Member of Legislative Council of Maharashtra
- Incumbent
- Assumed office 9 June 2016
- Preceded by: Vasant Davkhare, NCP
- Constituency: Thane Local Authorities

Standing Committee Chairman of Thane Municipal Corporation
- In office 2012–2013

Personal details
- Party: Shiv Sena
- Website: ravindraphatak.com

= Ravindra Phatak =

Indian politician

Ravindra Sadanand Phatak is a Shiv Sena politician from Thane district, Maharashtra. He was a Member of Legislative Council of Maharashtra as a member of Shiv Sena representing Thane Local Authorities constituency.
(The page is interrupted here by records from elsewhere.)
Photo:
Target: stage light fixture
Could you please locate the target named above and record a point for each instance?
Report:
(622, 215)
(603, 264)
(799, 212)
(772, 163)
He had been elected as the Standing Committee Chairman of Thane Municipal Corporation for two terms in 2005 and 2012.
He had unsuccessfully contested the Maharashtra Legislative Assembly election from Thane Vidhan Sabha Constituency in 2014.

==Positions held==
- 2002: Elected as corporator in Thane Municipal Corporation
- 2005: Elected as standing Committee chairman of Thane Municipal Corporation
- 2007: Re-elected as corporator in Thane Municipal Corporation
- 2012: Re-elected as corporator in Thane Municipal Corporation
- 2012: Elected as standing Committee chairman of Thane Municipal Corporation
- 2015: Re-elected as corporator in Thane Municipal Corporation
1. 2016: elected as Maharashtra Member of Legislative Council.
2. 2026: Re-elected as Maharashtra Member of Legislative Council.